In any coordinate system considered by special relativity, the spacetime interval between two events can be written
$$s^2=\ -\ (\Delta t)^2\ +\ (\Delta x)^2\ +\ (\Delta y)^2\ +\ (\Delta z)^2\ \ .$$
This means that if we define
$$A=\left\lbrack \begin{matrix}\Delta t \\ \Delta x \\ \Delta y \\ \Delta z \end{matrix}\right\rbrack$$
we can write the spacetime interval as
$$s^2=A^{\mu} g_{\mu\nu} A^{\nu}\ \ ,$$
where $g$ is the Minkowski metric, whose components are:
$$g_{\mu\nu}=\left\lbrack \begin{matrix}-1&0&0&0 \\ 0&1&0&0 \\ 0&0&1&0 \\ 0&0&0&1 \end{matrix}\right\rbrack \ \ .$$
The Minkowski metric is what defines the geometry of the spacetime used in special relativity, Minkowski space.  The Minkowski metric defines what intervals are, in the same way that the Euclidean metric defines what lengths are in Euclidean space.  A key point about the Minkowski metric is that its components are the same in any coordinate system considered by special relativity.  The invariance of intervals is a direct, easy consequence of the invariance of the components of the Minkowski metric.

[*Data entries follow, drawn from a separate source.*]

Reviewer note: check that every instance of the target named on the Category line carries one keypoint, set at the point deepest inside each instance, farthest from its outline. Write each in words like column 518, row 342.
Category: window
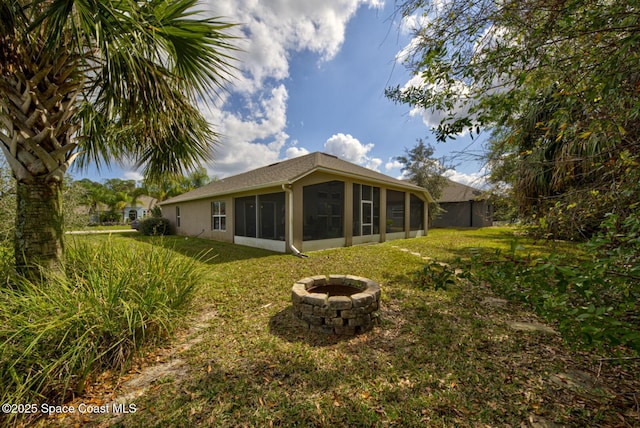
column 416, row 213
column 272, row 216
column 395, row 211
column 261, row 216
column 323, row 210
column 245, row 216
column 366, row 210
column 218, row 215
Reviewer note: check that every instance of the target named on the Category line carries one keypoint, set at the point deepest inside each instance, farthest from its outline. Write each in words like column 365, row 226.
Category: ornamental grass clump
column 115, row 299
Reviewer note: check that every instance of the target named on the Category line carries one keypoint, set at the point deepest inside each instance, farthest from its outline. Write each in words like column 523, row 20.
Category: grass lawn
column 437, row 358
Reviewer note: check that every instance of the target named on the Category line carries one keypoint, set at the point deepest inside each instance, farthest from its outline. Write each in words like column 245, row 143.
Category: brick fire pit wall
column 337, row 304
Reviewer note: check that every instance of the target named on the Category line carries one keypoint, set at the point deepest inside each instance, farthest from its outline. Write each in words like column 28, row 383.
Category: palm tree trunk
column 39, row 226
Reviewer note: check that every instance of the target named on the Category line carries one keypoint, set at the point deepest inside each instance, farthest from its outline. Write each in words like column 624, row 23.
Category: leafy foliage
column 436, row 275
column 594, row 301
column 423, row 169
column 556, row 82
column 58, row 334
column 155, row 226
column 101, row 81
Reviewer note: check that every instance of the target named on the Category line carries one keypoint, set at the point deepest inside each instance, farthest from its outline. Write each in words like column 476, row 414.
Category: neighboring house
column 307, row 203
column 463, row 206
column 140, row 209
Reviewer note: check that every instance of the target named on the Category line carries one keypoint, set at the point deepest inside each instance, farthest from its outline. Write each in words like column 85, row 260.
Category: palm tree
column 98, row 81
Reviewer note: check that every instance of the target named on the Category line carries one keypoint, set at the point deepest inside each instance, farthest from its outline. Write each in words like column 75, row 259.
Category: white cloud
column 133, row 175
column 294, row 152
column 476, row 179
column 270, row 31
column 393, row 163
column 274, row 28
column 351, row 149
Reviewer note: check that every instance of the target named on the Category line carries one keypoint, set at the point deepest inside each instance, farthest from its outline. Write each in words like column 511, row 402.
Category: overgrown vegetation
column 556, row 84
column 594, row 300
column 447, row 357
column 116, row 299
column 155, row 226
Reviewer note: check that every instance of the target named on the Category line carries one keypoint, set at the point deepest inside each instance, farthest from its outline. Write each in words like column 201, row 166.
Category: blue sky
column 311, row 78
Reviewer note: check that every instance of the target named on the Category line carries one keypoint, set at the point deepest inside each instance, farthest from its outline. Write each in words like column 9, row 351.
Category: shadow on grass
column 206, row 250
column 285, row 325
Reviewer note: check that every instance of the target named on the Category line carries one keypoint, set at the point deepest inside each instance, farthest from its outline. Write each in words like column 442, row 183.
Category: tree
column 423, row 169
column 168, row 187
column 96, row 81
column 556, row 81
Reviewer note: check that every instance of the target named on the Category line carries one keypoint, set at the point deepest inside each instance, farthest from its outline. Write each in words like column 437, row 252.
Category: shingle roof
column 287, row 172
column 458, row 192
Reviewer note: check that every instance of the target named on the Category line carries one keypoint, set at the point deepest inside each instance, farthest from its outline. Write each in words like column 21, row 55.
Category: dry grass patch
column 437, row 358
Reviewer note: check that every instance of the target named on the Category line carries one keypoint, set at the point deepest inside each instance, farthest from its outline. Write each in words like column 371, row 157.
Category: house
column 307, row 203
column 139, row 209
column 463, row 206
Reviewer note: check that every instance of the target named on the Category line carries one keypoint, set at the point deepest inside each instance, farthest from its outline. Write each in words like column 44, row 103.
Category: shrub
column 155, row 226
column 56, row 335
column 594, row 301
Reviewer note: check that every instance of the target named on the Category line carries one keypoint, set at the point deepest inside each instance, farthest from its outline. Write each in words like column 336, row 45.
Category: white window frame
column 216, row 214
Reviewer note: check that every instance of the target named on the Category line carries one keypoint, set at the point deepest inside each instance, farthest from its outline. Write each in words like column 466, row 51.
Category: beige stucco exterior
column 289, row 179
column 195, row 216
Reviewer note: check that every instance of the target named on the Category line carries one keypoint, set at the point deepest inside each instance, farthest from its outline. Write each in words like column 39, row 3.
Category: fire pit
column 337, row 304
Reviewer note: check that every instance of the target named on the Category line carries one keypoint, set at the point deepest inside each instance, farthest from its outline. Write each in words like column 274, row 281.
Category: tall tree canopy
column 419, row 166
column 556, row 80
column 97, row 81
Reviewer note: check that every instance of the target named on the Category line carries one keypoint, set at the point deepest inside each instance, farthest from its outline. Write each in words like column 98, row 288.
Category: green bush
column 155, row 226
column 56, row 335
column 594, row 301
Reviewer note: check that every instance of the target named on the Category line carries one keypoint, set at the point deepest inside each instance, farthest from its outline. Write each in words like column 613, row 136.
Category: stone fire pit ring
column 336, row 304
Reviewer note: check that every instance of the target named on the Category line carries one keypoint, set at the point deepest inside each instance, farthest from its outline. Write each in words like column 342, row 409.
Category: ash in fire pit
column 337, row 304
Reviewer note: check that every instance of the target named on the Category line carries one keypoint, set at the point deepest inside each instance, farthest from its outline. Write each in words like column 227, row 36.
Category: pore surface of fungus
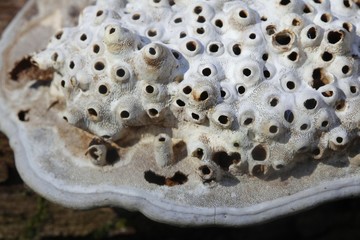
column 193, row 112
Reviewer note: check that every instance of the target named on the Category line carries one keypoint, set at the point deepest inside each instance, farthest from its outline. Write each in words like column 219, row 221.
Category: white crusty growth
column 248, row 89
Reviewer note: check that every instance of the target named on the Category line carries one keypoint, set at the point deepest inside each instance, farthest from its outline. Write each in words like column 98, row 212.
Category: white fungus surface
column 249, row 87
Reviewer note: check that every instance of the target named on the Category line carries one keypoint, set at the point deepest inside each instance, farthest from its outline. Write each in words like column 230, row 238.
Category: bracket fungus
column 193, row 112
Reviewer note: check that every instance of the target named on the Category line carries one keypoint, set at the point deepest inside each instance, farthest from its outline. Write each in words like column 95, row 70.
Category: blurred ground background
column 25, row 215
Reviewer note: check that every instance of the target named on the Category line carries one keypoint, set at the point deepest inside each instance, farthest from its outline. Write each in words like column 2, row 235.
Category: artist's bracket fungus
column 193, row 112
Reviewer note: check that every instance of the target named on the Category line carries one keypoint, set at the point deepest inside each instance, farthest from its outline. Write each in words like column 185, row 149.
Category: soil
column 26, row 215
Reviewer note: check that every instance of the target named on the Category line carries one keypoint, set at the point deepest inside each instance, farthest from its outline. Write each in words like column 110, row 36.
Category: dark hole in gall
column 311, row 33
column 222, row 93
column 152, row 33
column 205, row 170
column 290, row 85
column 198, row 153
column 334, row 37
column 247, row 72
column 149, row 89
column 273, row 129
column 197, row 9
column 324, row 124
column 310, row 103
column 58, row 35
column 270, row 30
column 303, row 126
column 206, row 72
column 319, row 78
column 306, row 9
column 266, row 73
column 214, row 48
column 103, row 89
column 99, row 66
column 289, row 116
column 274, row 102
column 200, row 30
column 241, row 89
column 120, row 72
column 136, row 17
column 201, row 19
column 339, row 140
column 191, row 46
column 99, row 13
column 153, row 112
column 326, row 56
column 283, row 38
column 180, row 103
column 293, row 56
column 72, row 65
column 96, row 48
column 345, row 69
column 224, row 160
column 83, row 37
column 259, row 153
column 248, row 121
column 327, row 93
column 284, row 2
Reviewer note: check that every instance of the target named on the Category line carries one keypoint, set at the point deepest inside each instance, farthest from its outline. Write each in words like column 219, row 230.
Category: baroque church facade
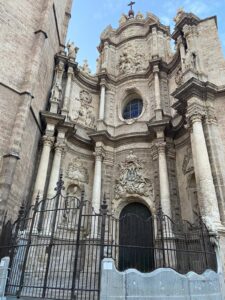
column 147, row 128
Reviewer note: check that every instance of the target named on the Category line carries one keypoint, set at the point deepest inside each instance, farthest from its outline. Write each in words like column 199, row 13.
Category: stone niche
column 133, row 180
column 187, row 183
column 78, row 170
column 83, row 106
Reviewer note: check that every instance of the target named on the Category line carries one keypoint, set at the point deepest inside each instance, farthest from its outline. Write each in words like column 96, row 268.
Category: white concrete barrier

To convert a vector from one coordinate system to another, you use a Lorentz transformation once:
$$x^{\mu '}={\Lambda^{\mu '}}_{\nu}x^{\nu}\ \ .$$
But the Minkowski metric is a rank two tensor.  To convert a rank two tensor from one coordinate system to another, you use a Lorentz transformation twice, like
$$g_{\mu' \nu'}={\Lambda^{\sigma}}_{\mu '}g_{\sigma\rho}{\Lambda^{\rho}}_{\nu '}\ \ ,$$
which you could write in matrix notation as
$$g'\ =\ {\Lambda}^{T} g \Lambda\ \ .$$
But since the components of the Minkowski metric are the same in any coordinate system, we can also write
$$g\ =\ {\Lambda}^{T} g \Lambda\ \ .$$
Taking the determinant of both sides of that equation gives
$$\det(g)=\det(\Lambda)\det(g)\det(\Lambda)\ \ .$$
The only way for that equation to hold is if
$$[\det(\Lambda)]^2=1\ \ .$$
There are two possible ways that that equation can hold.  The most commonly considered possibility is that
$$\det(\Lambda)\ =\ 1\ \ ,$$
in which case the transformation is called a "proper" Lorentz transformation.  The other possibility is that 
$$\det(\Lambda)\ =\ -1\ \ ,$$
in which case the transformation is called an "improper" Lorentz transformation.  Improper Lorentz transformations are less frequently useful than proper Lorentz transformations.